Encrypting Data

Encrypting Data Using Auto-Encoders

The overall procedure is as below.

Procedure

Training Set And Mapping

We generate a very long string (Around 1000 - 1500 words) for training. This is again generated by randomly shuffling characters from UTF-8 printable characters.

Code for same is below.

def sequence(word_length):
    # All utf-8 characters
    characters = [chr(i) for i in range(32, 123)]
    # Shuffle them
    random.shuffle(characters)
    # Add to string
    word = "".join(characters[:word_length])
    return word


def random_paragraph_generator():
    # Generate random number of words
    no_of_words = random.randint(1000, 1500)
    para = ""
    # Random Word length.
    for i in range(no_of_words):
        word_length = random.randint(1, 10)
        word = sequence(word_length)
        para += word
        para += " "

    # Encode in UTF-8 and return
    return para.encode("utf-8")

We now have a long paragraph.
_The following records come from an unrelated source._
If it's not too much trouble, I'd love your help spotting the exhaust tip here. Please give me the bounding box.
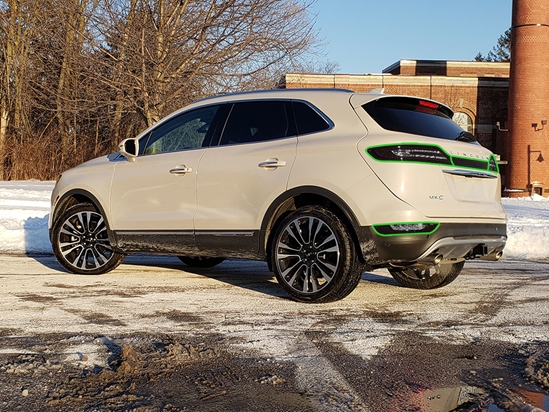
[480,250,503,261]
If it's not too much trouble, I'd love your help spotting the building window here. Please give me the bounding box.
[452,112,473,133]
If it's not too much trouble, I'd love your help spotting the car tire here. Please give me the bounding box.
[178,256,225,268]
[271,205,362,303]
[52,203,126,275]
[389,261,465,289]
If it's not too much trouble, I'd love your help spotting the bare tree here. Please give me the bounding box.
[92,0,316,125]
[0,0,319,179]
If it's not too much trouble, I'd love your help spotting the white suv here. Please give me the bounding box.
[49,89,506,302]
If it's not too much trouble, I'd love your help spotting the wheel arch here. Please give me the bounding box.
[261,186,364,265]
[50,189,110,238]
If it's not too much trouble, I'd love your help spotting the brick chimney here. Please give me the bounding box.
[504,0,549,197]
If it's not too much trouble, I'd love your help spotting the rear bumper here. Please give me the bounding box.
[359,223,507,266]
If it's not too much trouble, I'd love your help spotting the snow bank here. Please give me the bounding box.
[0,180,54,253]
[0,181,549,259]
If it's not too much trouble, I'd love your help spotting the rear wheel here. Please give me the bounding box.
[178,256,225,268]
[52,203,125,275]
[272,206,362,302]
[389,262,465,289]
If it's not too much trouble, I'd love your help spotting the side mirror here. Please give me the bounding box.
[118,138,139,162]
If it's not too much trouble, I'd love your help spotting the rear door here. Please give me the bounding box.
[352,95,504,218]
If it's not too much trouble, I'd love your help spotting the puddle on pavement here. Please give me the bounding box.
[421,386,549,412]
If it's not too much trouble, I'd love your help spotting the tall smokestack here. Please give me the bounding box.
[505,0,549,197]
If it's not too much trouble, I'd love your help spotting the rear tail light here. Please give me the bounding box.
[367,144,452,165]
[366,143,499,173]
[373,222,440,236]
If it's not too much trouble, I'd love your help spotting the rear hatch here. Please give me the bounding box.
[351,94,505,219]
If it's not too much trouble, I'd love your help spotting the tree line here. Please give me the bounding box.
[0,0,324,180]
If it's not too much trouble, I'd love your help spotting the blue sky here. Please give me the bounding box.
[311,0,512,73]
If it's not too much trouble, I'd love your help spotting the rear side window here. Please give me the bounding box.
[362,97,476,142]
[220,100,296,145]
[292,102,330,135]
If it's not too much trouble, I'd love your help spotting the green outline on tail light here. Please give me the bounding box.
[372,222,440,237]
[365,142,499,174]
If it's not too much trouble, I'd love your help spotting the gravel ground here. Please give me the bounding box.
[0,255,549,412]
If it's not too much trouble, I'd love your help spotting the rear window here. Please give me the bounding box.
[362,97,476,142]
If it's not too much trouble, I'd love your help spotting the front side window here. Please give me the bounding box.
[220,100,296,145]
[139,106,219,155]
[362,97,476,143]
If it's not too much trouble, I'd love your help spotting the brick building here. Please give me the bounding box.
[280,60,509,187]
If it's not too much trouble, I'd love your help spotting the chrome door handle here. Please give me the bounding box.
[170,166,193,175]
[257,159,286,169]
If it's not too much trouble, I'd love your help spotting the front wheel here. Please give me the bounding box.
[271,206,362,303]
[389,261,465,289]
[52,203,125,275]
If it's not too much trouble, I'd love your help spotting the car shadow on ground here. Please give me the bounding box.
[27,254,399,299]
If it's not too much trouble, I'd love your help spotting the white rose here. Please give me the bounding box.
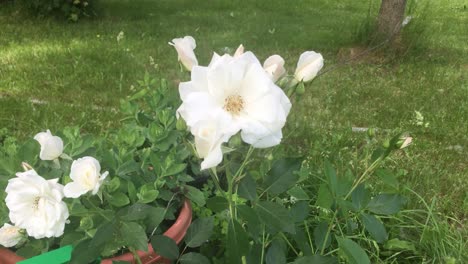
[5,170,68,239]
[169,36,198,71]
[34,129,63,160]
[177,52,291,148]
[294,51,323,82]
[234,44,244,57]
[191,113,232,170]
[63,157,109,198]
[263,55,286,82]
[400,136,413,149]
[0,223,23,247]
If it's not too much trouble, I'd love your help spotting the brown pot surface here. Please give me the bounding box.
[0,200,192,264]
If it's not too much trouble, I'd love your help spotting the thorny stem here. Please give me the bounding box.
[320,157,383,255]
[280,232,299,256]
[129,247,143,264]
[260,225,265,263]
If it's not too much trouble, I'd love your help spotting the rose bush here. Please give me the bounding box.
[0,36,412,263]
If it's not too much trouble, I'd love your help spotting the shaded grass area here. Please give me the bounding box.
[0,0,468,260]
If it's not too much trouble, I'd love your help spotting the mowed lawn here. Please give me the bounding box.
[0,0,468,233]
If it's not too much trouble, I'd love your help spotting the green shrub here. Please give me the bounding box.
[19,0,96,21]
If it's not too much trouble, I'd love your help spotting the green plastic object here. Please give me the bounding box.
[17,245,73,264]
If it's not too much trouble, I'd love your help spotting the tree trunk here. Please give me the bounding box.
[377,0,406,39]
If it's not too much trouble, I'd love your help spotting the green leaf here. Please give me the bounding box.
[325,160,338,195]
[137,184,159,203]
[151,235,179,260]
[117,160,140,180]
[314,221,332,250]
[255,201,295,234]
[120,222,148,252]
[107,177,120,193]
[237,175,257,201]
[16,240,46,258]
[367,193,405,215]
[375,169,398,189]
[69,239,98,264]
[161,164,187,177]
[145,206,166,230]
[263,158,302,195]
[206,196,229,213]
[265,240,286,264]
[60,232,86,247]
[291,201,309,223]
[291,225,312,256]
[315,183,333,209]
[104,192,130,207]
[89,221,116,251]
[117,203,153,222]
[336,237,370,264]
[351,183,370,211]
[185,185,206,206]
[185,217,214,247]
[179,252,210,264]
[292,255,338,264]
[226,219,249,264]
[360,213,388,243]
[237,204,260,237]
[127,181,138,203]
[288,186,310,200]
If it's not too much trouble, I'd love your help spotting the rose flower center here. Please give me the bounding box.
[32,196,41,210]
[223,95,244,115]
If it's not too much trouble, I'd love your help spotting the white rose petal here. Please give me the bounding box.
[400,137,413,149]
[169,36,198,71]
[34,129,63,160]
[0,224,23,247]
[234,44,244,57]
[294,51,323,82]
[63,157,109,198]
[5,170,68,239]
[191,112,232,170]
[177,52,291,154]
[263,55,286,82]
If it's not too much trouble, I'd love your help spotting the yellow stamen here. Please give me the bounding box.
[224,95,244,115]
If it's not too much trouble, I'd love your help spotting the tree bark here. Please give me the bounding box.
[377,0,406,39]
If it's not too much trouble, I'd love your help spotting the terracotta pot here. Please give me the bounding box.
[0,200,192,264]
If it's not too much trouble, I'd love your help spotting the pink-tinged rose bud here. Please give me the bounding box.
[263,55,286,82]
[399,137,413,149]
[234,44,244,57]
[169,36,198,71]
[294,51,323,82]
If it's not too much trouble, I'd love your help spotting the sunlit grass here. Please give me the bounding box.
[0,0,468,260]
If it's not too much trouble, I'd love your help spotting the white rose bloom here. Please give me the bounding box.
[294,51,323,82]
[0,223,23,247]
[63,157,109,198]
[234,44,244,57]
[263,55,286,82]
[400,137,413,149]
[191,113,232,170]
[169,36,198,71]
[34,129,63,160]
[5,170,68,239]
[177,52,291,148]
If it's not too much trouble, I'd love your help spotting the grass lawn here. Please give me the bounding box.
[0,0,468,260]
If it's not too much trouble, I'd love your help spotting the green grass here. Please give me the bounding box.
[0,0,468,260]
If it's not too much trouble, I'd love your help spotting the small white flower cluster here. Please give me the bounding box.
[169,36,323,169]
[0,130,108,247]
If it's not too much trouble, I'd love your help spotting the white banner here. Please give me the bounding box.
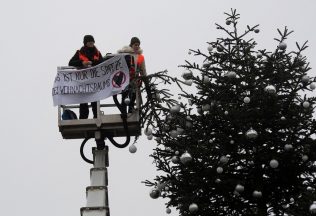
[52,55,129,106]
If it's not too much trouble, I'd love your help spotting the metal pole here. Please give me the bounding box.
[80,146,110,216]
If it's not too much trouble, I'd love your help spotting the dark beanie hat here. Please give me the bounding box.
[83,35,94,45]
[130,37,140,46]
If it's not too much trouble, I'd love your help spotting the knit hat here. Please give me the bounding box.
[130,37,140,46]
[83,35,94,45]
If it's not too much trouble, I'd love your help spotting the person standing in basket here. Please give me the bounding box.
[118,37,147,113]
[68,35,103,119]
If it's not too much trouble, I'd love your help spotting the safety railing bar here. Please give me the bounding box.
[60,104,116,109]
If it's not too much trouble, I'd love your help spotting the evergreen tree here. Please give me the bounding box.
[142,10,316,216]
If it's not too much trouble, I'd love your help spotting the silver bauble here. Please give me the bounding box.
[185,121,193,128]
[180,152,192,164]
[216,167,224,174]
[124,98,131,105]
[170,104,181,113]
[202,104,211,112]
[303,101,310,108]
[302,155,308,161]
[270,159,279,169]
[169,130,178,138]
[306,186,314,192]
[189,203,199,213]
[278,42,287,50]
[284,144,293,151]
[182,70,193,80]
[235,184,245,193]
[149,188,160,199]
[302,75,309,84]
[244,97,250,103]
[203,76,210,84]
[309,201,316,214]
[171,156,179,164]
[257,53,262,58]
[219,156,228,164]
[264,85,276,94]
[184,79,193,86]
[246,128,258,139]
[226,71,237,79]
[128,144,137,154]
[252,190,262,198]
[215,179,222,184]
[177,127,184,135]
[144,128,153,136]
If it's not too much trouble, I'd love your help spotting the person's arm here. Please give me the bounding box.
[68,51,83,67]
[95,51,105,65]
[140,59,147,76]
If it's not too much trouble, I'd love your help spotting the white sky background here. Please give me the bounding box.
[0,0,316,216]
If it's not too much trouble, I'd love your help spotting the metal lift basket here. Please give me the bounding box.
[58,55,141,139]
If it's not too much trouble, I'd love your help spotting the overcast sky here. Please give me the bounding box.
[0,0,316,216]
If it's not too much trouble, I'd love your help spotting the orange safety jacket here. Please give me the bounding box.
[79,50,100,61]
[130,54,145,80]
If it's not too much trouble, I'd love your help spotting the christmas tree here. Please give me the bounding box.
[141,10,316,216]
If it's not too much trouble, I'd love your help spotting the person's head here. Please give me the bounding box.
[83,35,95,47]
[129,37,140,52]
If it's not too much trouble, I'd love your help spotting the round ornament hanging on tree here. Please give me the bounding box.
[270,159,279,169]
[219,156,228,164]
[184,79,193,86]
[182,70,193,80]
[203,75,210,84]
[171,156,179,164]
[169,130,178,138]
[128,144,137,154]
[216,167,224,174]
[144,128,153,136]
[246,128,258,139]
[284,144,293,151]
[303,101,310,108]
[235,184,245,193]
[278,42,287,50]
[170,104,181,113]
[302,75,309,84]
[226,71,237,79]
[180,152,192,165]
[124,98,131,105]
[252,190,262,198]
[189,203,199,213]
[244,97,250,103]
[264,85,276,94]
[309,201,316,214]
[149,188,160,199]
[207,45,213,52]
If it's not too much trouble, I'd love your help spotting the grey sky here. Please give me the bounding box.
[0,0,316,216]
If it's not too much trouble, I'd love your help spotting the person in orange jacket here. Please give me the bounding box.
[118,37,147,113]
[68,35,103,119]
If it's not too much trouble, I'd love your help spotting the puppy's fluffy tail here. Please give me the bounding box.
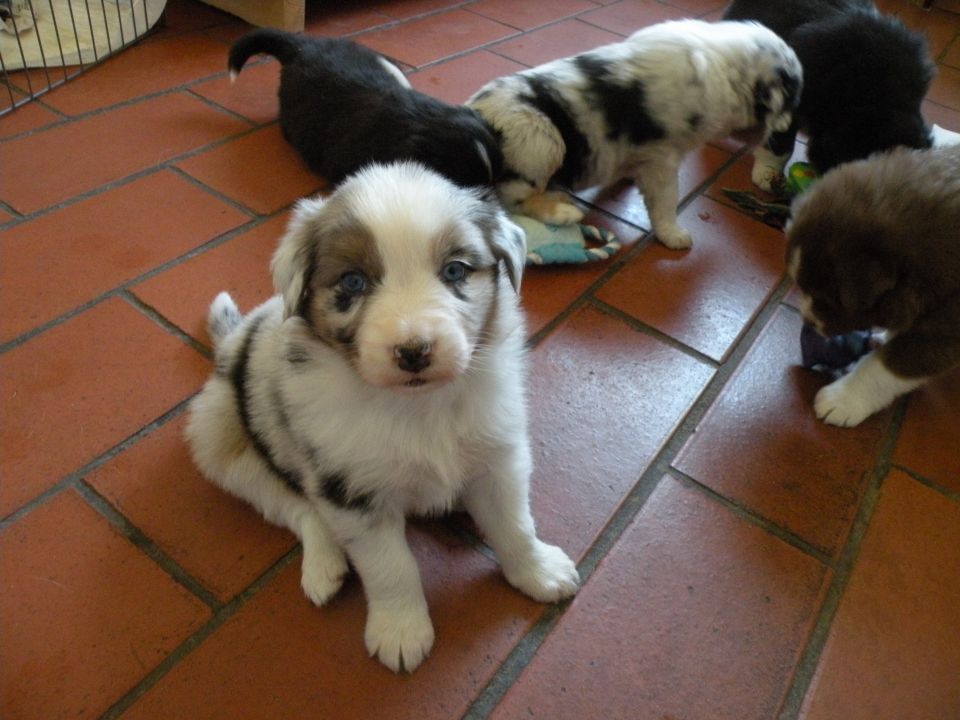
[207,292,243,346]
[227,28,300,81]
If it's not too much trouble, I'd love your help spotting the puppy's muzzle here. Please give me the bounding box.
[393,338,433,374]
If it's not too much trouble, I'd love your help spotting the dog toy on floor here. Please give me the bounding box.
[723,162,818,229]
[510,215,620,265]
[800,325,875,372]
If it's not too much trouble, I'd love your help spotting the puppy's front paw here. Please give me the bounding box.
[655,225,693,250]
[300,548,348,605]
[504,540,580,602]
[364,607,433,672]
[750,159,782,192]
[813,375,877,427]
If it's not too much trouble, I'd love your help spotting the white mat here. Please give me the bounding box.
[0,0,167,72]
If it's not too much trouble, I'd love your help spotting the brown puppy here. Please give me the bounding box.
[787,146,960,426]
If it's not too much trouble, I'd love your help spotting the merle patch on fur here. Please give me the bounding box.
[230,318,303,495]
[724,0,934,174]
[574,53,665,145]
[320,473,373,511]
[523,77,591,185]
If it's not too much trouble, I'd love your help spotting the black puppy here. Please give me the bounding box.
[228,28,503,186]
[724,0,934,190]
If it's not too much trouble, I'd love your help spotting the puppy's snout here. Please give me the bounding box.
[393,338,433,373]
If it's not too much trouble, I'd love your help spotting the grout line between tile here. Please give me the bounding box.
[589,297,723,370]
[0,395,193,530]
[72,478,223,612]
[670,467,836,570]
[119,290,213,360]
[777,400,906,720]
[893,463,960,503]
[100,545,300,720]
[464,272,790,720]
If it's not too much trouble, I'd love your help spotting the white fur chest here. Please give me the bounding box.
[284,340,526,515]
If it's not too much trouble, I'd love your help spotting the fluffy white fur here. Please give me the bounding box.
[467,20,802,248]
[187,163,578,671]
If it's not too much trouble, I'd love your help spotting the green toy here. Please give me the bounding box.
[510,215,620,265]
[723,162,819,229]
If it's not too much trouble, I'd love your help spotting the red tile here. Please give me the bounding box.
[577,145,730,229]
[85,414,296,602]
[178,125,324,215]
[492,20,623,67]
[893,370,960,494]
[927,65,960,110]
[0,93,63,140]
[306,3,391,37]
[530,309,713,558]
[356,10,516,67]
[940,39,960,68]
[370,0,463,20]
[0,171,248,342]
[491,477,826,720]
[38,33,234,115]
[409,50,526,103]
[0,490,210,718]
[0,299,209,515]
[190,60,280,125]
[664,0,727,17]
[674,309,890,554]
[597,198,784,361]
[0,93,248,213]
[124,526,544,720]
[161,0,239,35]
[581,0,689,35]
[801,471,960,720]
[133,215,287,343]
[468,0,597,30]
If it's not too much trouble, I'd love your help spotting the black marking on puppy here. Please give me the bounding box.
[283,345,310,365]
[521,76,592,185]
[320,473,373,512]
[573,54,666,145]
[230,316,303,495]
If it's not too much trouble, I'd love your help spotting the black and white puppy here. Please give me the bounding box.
[787,145,960,425]
[724,0,934,190]
[186,163,578,671]
[467,20,802,248]
[228,28,502,186]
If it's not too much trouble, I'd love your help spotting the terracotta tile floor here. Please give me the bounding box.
[0,0,960,720]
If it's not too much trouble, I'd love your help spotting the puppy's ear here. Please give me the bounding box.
[270,197,325,320]
[484,210,527,295]
[835,253,900,316]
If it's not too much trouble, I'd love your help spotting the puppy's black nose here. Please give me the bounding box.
[393,340,431,373]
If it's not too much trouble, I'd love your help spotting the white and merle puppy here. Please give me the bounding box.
[186,163,578,671]
[724,0,934,190]
[467,20,802,248]
[787,145,960,426]
[228,28,502,186]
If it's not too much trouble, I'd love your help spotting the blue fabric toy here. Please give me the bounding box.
[510,215,620,265]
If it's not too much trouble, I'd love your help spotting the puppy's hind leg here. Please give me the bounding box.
[634,152,693,250]
[750,129,797,192]
[518,190,583,225]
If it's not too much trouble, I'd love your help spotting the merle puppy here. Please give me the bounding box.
[228,28,502,186]
[724,0,934,190]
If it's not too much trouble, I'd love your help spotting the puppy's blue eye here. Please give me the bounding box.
[340,271,367,295]
[440,260,470,283]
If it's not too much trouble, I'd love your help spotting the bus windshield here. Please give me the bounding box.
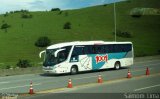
[43,46,71,66]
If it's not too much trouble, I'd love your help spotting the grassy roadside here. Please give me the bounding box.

We simply one hot encode the paragraph.

Here our hashmap is slight hint of supervision to learn latent distribution.

To learn a latent distribution, we train encoder and decoder.

Encoder and Decoder

The inputs of encoder are one-hot encoded data, and is hinted with labels of hashmap. Thus we train encoder from one-hot encoded data to hashmap, learning a latent distribution (function approximation)

The outputs of encoder are passed as inputs to decoder. The decoder learns to reconstruct back the given plain text from latent distribution. The decoder outputs back one-hot encoded data, which is very simple to decode.

We implemented this logic in tensorflow.keras API.

Training

We train Encoder and Decoder with Mean Squared Error Loss, Adam Optimizer.

We keep a small learning rate around 1e-3.

Since there are not many gradients to compute, batch size is kept dynamic as per tensorflow using None.

Training both Encoder and Decoder Jointly takes around 3-4 mins over CPU and 2 mins over GPU.

Ensembling Networks

Once we have trained one set of enocder (encrypter) and decoder (decrypter). We can use similar configuration and train another. We trained 2 such set of encrypter and decrypters. Both had slightly different mapping, created by mapping algorithm. Encrypter, Decrypter small network had hashmap with encoding size 32 and a larger with encoding size 56. This allows us to create secure networks, by ensembling them.

Encrypting With Ensemble Networks

We have 2 sets of encrypters and decrypters this case. Now we can use each of them to encrypt new data, we can mark each of them with IDs We create a cryptographically secure random number which will allocate each ID to parts of long text data. Thus networks can encrypt the data allocated to them. The IDs allocated to them is used as a public key.